She swam the Caney River many times on horseback, and won many blue ribbons at local fairs for sidesaddle riding. In those early days horseback riding was an accomplishment possessed by every woman and her social status was established by the quality of her horse and saddle. In 1915 Mrs. Stokes organized the Old Settlers Club, which now has a large membership, and she has written several poems of note, relating to the pioneer epoch in the history of the state. She is the mother of two children, Lura Garrett, now Mrs. G. T. Lyons of Los Angeles, California; and Leslie Barnardo Stokes.
Although Mr. Stokes is not actively connected with agricultural pursuits, he has for several years been in the employ of the county and has made a most creditable record as a public official, discharging his duties faithfully and efficiently. His fraternal connections are with the Knights of Pythias.

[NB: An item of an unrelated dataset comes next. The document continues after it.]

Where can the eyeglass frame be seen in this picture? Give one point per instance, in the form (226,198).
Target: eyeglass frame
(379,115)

At the time he settled in this section no bridges spanned the streams, there were no railroads and the town of Bartlesville had not been established. At that time the mail was brought in from Coffeyville once a week on the stage. No one stopped for high water. If a man wanted to cross with his family and the river was high he just tied the wagon-box down to the wheels and swam his team across, and any one on horseback swam across with his horse. Nothing daunted the pioneers of the Indian Territory and all travelers carried an axe to blaze the way and make trails for those who came later.
Mr. Stokes has, therefore, been a witness of the growth and development of this section of the state and an active factor in its progress along agricultural lines. Wherever known be is held in high esteem, but most of all where he is best known, and Oklahoma numbers him among her honored pioneers.